In David A. Embury’s The Fine Art of Mixing Drinks, the tome that paved the way for the decade of basement bars and amateur mixologist dads to strut their libational stuff at parties, there are six basic cocktails everyone should learn to make. The daiquiri is the only one whose key component is rum, which means it’s the only one with a nod to the tropical. Happily, it is also the only one that – to my knowledge – gets its own National Day.

It was an American mining engineer named Jennings Cox who came up with this one. Well, there’s a claim that William A. Chanler, a Congressman who bought up a bunch of the mines where Jennings Cox worked, may have created it as well. But come on – if you’re looking for an innovation in cocktails wouldn’t you look to the guy who works in the sweaty pits of the earth rather than at the US Capital?
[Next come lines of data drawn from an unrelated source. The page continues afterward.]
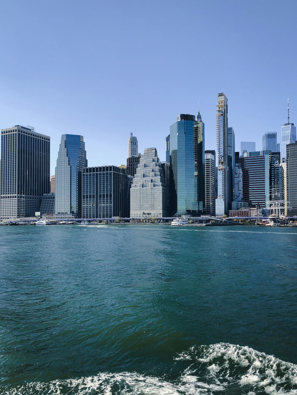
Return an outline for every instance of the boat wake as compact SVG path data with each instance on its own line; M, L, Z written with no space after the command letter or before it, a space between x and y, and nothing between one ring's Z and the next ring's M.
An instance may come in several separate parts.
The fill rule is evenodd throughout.
M69 395L297 394L297 365L248 347L226 343L193 347L178 354L162 377L100 373L80 378L26 383L2 393Z

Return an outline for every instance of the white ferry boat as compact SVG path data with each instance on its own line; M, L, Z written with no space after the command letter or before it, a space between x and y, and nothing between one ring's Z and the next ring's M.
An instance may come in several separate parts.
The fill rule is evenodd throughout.
M178 217L177 218L175 218L171 223L171 226L182 226L183 225L186 225L188 223L188 220L190 218L190 216L183 215L182 217Z
M35 225L51 225L48 220L38 220L35 222Z
M82 221L79 226L84 226L85 225L88 225L89 223L86 220Z

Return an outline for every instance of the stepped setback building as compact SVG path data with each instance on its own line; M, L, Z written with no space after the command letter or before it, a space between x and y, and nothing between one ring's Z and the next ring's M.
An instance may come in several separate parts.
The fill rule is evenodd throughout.
M83 136L62 134L55 177L55 214L81 218L81 174L88 166Z
M146 148L130 191L130 215L133 218L165 217L167 188L156 148Z
M0 220L34 216L50 191L50 138L16 125L1 130Z

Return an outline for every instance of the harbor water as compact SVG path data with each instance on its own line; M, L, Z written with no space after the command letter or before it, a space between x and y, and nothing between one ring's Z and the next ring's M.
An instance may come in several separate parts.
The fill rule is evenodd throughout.
M0 227L0 394L297 393L297 229Z

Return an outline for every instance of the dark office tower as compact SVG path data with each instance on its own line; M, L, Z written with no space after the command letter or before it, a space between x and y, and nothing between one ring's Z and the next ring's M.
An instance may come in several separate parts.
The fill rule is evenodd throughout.
M218 149L218 198L216 214L228 214L229 177L228 167L228 100L224 93L218 95L216 106L216 143Z
M198 110L196 123L193 128L194 139L194 175L197 180L197 201L199 213L203 213L205 207L204 188L205 150L204 149L204 124Z
M287 194L290 215L297 215L297 141L287 145Z
M205 213L207 215L216 214L215 170L215 151L205 151Z
M83 218L127 216L129 179L126 169L102 166L83 169Z
M1 130L1 221L35 216L50 191L50 138L19 125Z
M262 149L263 151L269 150L271 152L276 152L277 143L276 132L265 133L262 137Z
M139 164L140 155L135 155L127 158L127 174L134 177L137 169L137 166Z
M235 166L235 134L233 128L228 128L228 168L229 210L231 209L234 191L234 167Z
M166 161L167 163L170 163L170 135L169 134L166 138Z
M56 215L81 218L81 171L87 166L83 136L62 134L56 167Z
M235 152L235 164L239 163L239 152L238 151Z
M259 151L239 158L242 172L242 200L250 206L269 207L271 152Z
M170 166L174 188L171 200L178 215L203 213L204 134L204 124L199 113L197 120L194 115L181 114L170 126Z

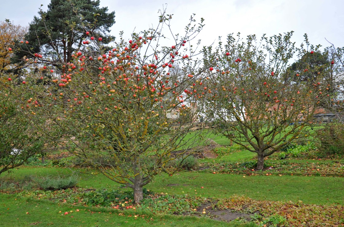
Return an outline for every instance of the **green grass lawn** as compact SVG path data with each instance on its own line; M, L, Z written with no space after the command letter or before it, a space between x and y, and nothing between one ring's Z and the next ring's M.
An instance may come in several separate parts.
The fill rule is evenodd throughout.
M62 175L72 173L66 168L26 167L15 169L9 176L18 178L25 175ZM120 186L101 174L80 176L78 186L83 188L116 189ZM202 186L204 188L201 189ZM259 175L244 178L235 174L182 172L172 176L158 176L146 187L157 193L172 195L188 194L225 198L236 194L257 200L295 202L300 199L305 203L344 205L343 177Z
M80 211L76 212L77 209ZM71 210L66 215L61 214ZM59 213L60 211L62 213ZM61 205L19 198L15 195L0 193L0 226L105 227L105 226L220 226L254 227L252 224L239 225L209 218L172 215L153 215L133 210L122 212L114 209L87 208ZM29 212L28 214L26 212ZM142 215L144 215L143 217ZM139 215L137 218L135 215Z

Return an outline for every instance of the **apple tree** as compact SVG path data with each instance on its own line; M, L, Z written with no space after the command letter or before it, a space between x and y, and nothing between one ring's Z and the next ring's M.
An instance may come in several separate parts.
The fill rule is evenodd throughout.
M162 172L171 174L168 163L185 158L202 138L200 131L187 134L200 123L202 102L193 104L204 79L191 43L199 43L194 40L203 20L197 24L194 16L184 35L169 36L169 47L159 44L171 32L172 16L164 12L157 27L133 33L130 40L121 33L109 50L86 32L87 43L101 51L74 52L61 66L67 72L32 90L39 105L25 105L23 111L46 119L37 124L42 133L132 188L139 202L143 187ZM181 70L171 73L177 66Z
M7 75L0 76L0 174L27 163L43 148L44 137L33 125L40 120L33 120L33 112L28 117L18 99L27 96L25 83L17 84Z
M333 92L326 68L305 68L307 62L302 62L321 52L320 47L298 48L292 34L245 40L230 34L217 48L204 49L205 63L213 65L207 84L212 92L205 97L204 114L217 133L257 154L258 169L263 168L265 157L308 139L319 104ZM298 72L294 79L288 66L295 58L293 69Z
Besides, with a name like Jennings Cox, the dude was bound for immortality. Let’s give Mr. Cox full daiquiri claims.

Daiquiri is the name of an iron mine and a beach in Cuba. It was in this region that Mr. Cox was stationed during the Spanish-American War around the turn of the 20th century, and it was here where he first conceived of mixing light rum with lime and sugar. It’s a profoundly simple recipe, one which belies its dynamic flavour. A visiting US Navy medical officer brought the beverage back home and spread it around, leading it to become a favourite of Hemingway and Kennedy, among others.

Its simplicity is its magic. I quickly became a fan of the daiquiri last night, only after so many white rum-based beverages over the last couple of weeks I’m afraid I’m going to have to head out and get some more. It will be worth it.

My spirit is feeling a little battered and beaten as I roll into today’s celebrations. We’ll see if all this can perk me back up:

  • National Get Out Of The Dog House Day. A chance for men to atone for their foolishness. Naturally this won’t apply to me.
  • National Moon Day. I’m hoping this is a day meant to honour the verb form, not the noun form.
  • National Lollipop Day. Cool! A day to pay tribute to my favourite Munchkin guild!
  • International Chess Day. Either Jodie learns how to play chess or else we have to watch that stupid musical.
  • Nap Day. I think we already had this one – in fact we absolutely did, on March 9. We can do it again.
  • National Ugly Truck Contest Day. We have a contender here in west Edmonton.
  • Global Hug Your Kids Day. Well this one hurts a little.
  • World Jump Day. Kriss Kross gonna make us… jump? Jump?
  • National Fortune Cookie Day. I doubt we’ll have any lying around, so we may have to make our own.